Recent advances in language and speaker recognition (II): Compensation methods, the Joint Factor Analysis

From HLT@INESC-ID

Jordi Luque
Jordi Luque
Jordi Luque received the Electrical Engineering degree from the Technical University of Catalonia (UPC), Barcelona, Spain, in 2005. He is currently working towards the PhD. degree at the Research Center for Language and Speech Technology and Applications (TALP) at the UPC. His research interests are related to the field of speech processing. Specifically, he has worked on the speaker identification and verification problems, diarization of meetings and broadcast news and automatic speech recognition. He is focusing his work on performing speaker diarization and tracking in smart-room environments combining information from other audio and video modalities. And is currently working at the Spoken Language Systems Laboratory (L2F).
Addresses: www mail

Date

  • 15:00, Friday, January 29th, 2010
  • Room 336

Speaker

  • Jordi Luque, L2F and Research Center for Language and Speech Technology and Applications (TALP), UPC, Spain

Abstract

A considerable amount of promising methods for language and speaker recognition have been proposed in the most recent NIST language (LRE) and speaker (SRE) recognition evaluation workshops. In this talk we will focus on the problem of compensation to several sources of variability such as speaker or session and we will introduce the Joint Factor Analysis (JFA) modeling. We will give an explanation of the JFA model and a brief account of the algorithms needed to carry out a JFA of speakers and session variability in a training set in which each speaker is recorded over many different channels.

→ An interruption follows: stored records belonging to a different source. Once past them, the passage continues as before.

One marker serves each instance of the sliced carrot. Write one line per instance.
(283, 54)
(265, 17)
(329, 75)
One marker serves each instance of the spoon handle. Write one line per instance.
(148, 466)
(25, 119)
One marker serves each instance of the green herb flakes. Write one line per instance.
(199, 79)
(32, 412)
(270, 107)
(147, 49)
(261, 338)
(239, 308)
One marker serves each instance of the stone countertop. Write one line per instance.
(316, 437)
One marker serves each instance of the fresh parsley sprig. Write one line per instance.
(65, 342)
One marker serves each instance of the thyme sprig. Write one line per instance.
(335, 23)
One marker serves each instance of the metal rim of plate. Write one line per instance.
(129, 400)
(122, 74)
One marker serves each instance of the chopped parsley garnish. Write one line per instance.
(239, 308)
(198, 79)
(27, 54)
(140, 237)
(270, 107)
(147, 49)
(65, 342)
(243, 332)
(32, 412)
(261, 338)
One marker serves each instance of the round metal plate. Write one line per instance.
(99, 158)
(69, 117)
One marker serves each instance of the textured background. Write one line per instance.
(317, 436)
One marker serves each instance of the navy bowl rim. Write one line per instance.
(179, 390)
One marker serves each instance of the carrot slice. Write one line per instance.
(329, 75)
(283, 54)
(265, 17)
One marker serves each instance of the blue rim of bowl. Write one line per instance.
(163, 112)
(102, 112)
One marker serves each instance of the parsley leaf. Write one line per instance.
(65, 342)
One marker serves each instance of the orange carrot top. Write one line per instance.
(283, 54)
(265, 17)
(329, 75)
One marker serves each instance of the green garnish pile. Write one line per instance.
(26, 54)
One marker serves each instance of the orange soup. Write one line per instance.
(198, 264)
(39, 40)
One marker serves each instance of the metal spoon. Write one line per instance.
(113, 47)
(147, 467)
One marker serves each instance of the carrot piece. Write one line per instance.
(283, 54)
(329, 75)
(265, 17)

JFA is a model of speaker and session variability in Gaussian mixture models (GMM's) and it is capable of performing at least as well as fusions of multiple systems of other types. The JFA technique makes use of the super-vector form for modeling. That assumes that a speaker- and channel-dependent supervector (M) can be decomposed into a sum of two supervectors statistically independent, a speaker supervector (s) and a channel supervector (c). In addittion, JFA assumes that all speaker dependent supervectors are contained in the affine space defined by the eigenvoices, the directions of speaker variability, which generate the "speaker space". On another front, the channel variability is confined in the "channel space" defined by the eigenchannels.